The Collapse of the FDA

Chelation, “Natural” Therapies, and FDA Limits

  • Commenters identify RFK’s “chelating compounds” as EDTA, legitimately used for heavy metal poisoning but abused by “detox” and autism quacks, sometimes fatally (e.g., calcium depletion causing cardiac arrest).
  • EDTA can be approved as a prescription drug, sold as a supplement, and used as a lab reagent or food additive; the fight is mostly about what can be marketed as medicine.
  • Some argue preventing self‑medication was a mistake; others say this is exactly where FDA protection is most needed.
  • Similar tensions show up around raw milk and “clean foods”: some seek enzymes/bacteria they believe are beneficial; others see unjustified culture-war hostility to basic safety like pasteurization.

How Well Is the FDA Working Now?

  • Several posts cite “Bottle of Lies” and ProPublica pieces to argue the FDA is already failing on overseas generics: manipulated records, contamination, and secret exemptions granted to avoid drug shortages.
  • Others say this is less “collapse” than underfunding, limited jurisdiction, and impossible political tradeoffs between safety and supply.
  • There’s debate over whether current manufacturing standards are unrealistically strict and drive production offshore, or whether import laxity is the core failure.
  • Some stress that, despite real scandals, the FDA clearly blocks vast numbers of unsafe/ineffective drugs; calling its performance a “crapshoot” is rejected as misleading.

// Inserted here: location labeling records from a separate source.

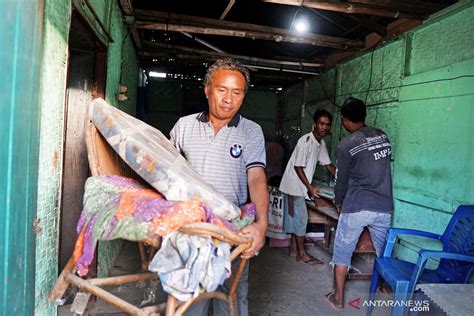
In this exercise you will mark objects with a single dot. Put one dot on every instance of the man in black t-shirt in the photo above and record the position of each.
(363, 192)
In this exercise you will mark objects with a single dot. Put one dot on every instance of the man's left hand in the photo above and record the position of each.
(257, 232)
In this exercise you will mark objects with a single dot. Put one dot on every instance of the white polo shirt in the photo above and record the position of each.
(222, 159)
(307, 153)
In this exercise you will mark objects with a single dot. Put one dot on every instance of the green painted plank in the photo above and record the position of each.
(20, 33)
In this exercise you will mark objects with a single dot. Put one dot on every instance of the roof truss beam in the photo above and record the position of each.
(181, 23)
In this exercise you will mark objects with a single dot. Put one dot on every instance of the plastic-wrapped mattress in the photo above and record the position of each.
(152, 156)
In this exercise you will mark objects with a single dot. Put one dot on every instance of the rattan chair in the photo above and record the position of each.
(104, 161)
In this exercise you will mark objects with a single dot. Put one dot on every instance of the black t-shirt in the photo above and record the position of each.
(363, 177)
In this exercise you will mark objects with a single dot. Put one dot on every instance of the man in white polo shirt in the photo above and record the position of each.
(296, 183)
(228, 151)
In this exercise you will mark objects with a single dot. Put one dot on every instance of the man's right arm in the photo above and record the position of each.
(175, 136)
(342, 175)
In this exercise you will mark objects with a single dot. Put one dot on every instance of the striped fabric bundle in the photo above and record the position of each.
(119, 207)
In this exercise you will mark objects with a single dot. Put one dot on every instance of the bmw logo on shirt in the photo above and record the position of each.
(236, 150)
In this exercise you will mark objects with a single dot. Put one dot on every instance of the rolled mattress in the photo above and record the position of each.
(152, 156)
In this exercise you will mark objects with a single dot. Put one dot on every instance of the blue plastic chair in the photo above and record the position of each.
(455, 266)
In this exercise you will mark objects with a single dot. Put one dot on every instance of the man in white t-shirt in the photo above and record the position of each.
(296, 183)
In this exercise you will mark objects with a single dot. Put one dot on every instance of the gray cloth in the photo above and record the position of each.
(186, 264)
(363, 176)
(221, 308)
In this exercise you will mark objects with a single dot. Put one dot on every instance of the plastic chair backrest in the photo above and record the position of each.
(458, 238)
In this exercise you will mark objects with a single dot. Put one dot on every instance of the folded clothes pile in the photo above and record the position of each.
(118, 207)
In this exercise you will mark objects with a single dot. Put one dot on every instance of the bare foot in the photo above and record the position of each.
(331, 299)
(306, 258)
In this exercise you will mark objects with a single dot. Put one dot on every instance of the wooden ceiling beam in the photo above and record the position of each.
(244, 30)
(159, 47)
(127, 7)
(274, 67)
(413, 6)
(349, 8)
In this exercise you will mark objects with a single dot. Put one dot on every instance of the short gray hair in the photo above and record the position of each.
(228, 64)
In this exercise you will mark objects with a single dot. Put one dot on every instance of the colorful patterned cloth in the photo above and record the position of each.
(119, 207)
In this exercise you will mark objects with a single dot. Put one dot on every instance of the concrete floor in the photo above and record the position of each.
(278, 285)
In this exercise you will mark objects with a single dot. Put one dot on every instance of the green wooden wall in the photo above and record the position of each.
(169, 100)
(418, 88)
(122, 68)
(20, 60)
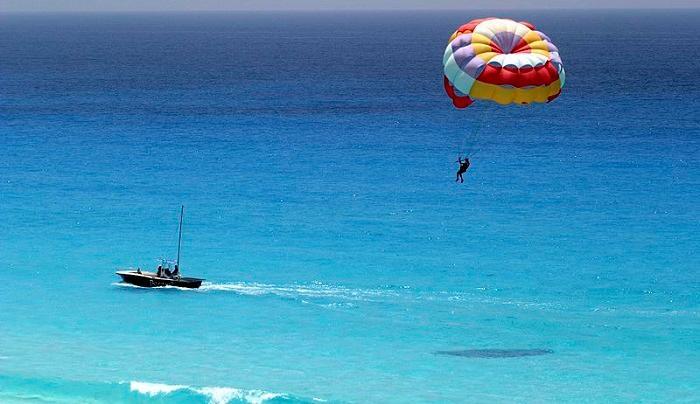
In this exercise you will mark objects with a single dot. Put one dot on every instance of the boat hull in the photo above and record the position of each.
(150, 280)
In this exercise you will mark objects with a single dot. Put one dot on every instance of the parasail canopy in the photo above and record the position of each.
(501, 60)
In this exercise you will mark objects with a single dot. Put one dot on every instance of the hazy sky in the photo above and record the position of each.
(191, 5)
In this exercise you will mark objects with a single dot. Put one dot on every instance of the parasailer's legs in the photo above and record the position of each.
(463, 167)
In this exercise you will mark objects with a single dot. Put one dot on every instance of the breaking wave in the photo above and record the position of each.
(15, 389)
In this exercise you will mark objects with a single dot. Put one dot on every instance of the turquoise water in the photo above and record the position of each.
(315, 156)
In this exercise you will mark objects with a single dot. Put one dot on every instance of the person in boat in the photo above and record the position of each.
(463, 167)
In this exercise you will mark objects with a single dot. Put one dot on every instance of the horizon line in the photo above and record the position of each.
(347, 9)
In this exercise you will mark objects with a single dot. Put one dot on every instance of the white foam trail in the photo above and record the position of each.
(154, 389)
(223, 395)
(214, 395)
(316, 290)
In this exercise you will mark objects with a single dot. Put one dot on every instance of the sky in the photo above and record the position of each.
(214, 5)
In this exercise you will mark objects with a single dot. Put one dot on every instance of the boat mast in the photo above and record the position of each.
(179, 237)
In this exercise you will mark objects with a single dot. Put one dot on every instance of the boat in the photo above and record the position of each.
(152, 280)
(163, 276)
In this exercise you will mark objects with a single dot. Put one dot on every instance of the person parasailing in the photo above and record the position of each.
(463, 167)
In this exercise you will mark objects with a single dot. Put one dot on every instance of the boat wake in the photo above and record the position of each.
(342, 297)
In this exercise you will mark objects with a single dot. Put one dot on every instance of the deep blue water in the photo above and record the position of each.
(315, 156)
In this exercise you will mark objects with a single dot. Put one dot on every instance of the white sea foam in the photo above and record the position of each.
(154, 389)
(214, 395)
(314, 290)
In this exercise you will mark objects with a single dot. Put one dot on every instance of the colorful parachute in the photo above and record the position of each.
(503, 61)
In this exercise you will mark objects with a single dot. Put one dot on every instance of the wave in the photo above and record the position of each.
(213, 395)
(18, 390)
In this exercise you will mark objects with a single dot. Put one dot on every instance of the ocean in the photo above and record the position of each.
(315, 156)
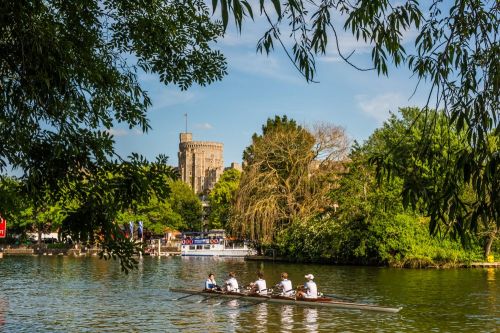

Regulation vs. Freedom and the “Nanny State”

  • One camp wants major deregulation: sees FDA as slow, heavy‑handed, blocking lifesaving drugs (e.g., narcolepsy treatment TAK‑861) and overburdening innovation; suggests post‑hoc policing of “top used” products instead.
  • Critics respond that in a snake‑oil market honest R&D loses to aggressive fraud, and history shows regulations are “written in blood” after mass poisonings.
  • Arguments over whether we should let “Darwin” cull reckless individuals clash with concerns about children, misled patients, and corporate incentives to harm for profit.

Advertising and Pharma Power

  • Many see direct‑to‑consumer prescription drug ads as corrosive: they pressure doctors, distort demand, and are framed as “speech” to evade control, unlike tobacco ads.
  • Others say ultimate responsibility lies with prescribers, not advertisers, though that view is challenged as ignoring real market and liability pressures.

Devices, Cybersecurity, and Broader Institutional Decay

  • Commenters note the FDA’s crucial role in medical devices, from scammy or unsafe implants to networked monitors with serious cybersecurity and national‑security implications.
  • Some fear broader institutional erosion (courts, agencies, public health) is pushing the U.S. toward “failed state” dynamics; others attribute that sense to media‑driven fear and polarization.

RFK, COVID, and the Future FDA

  • Opinions diverge on new FDA leadership and RFK’s agenda: some defend evidence‑based critiques of blanket COVID vaccination policy; others see the same work as selectively framed “crazy MAGA” anti‑vax rhetoric.
  • A few hope the current shock could clear ossified structures and eventually yield a better regulatory regime; many others worry that what replaces the FDA will be far worse, especially for food and drug safety.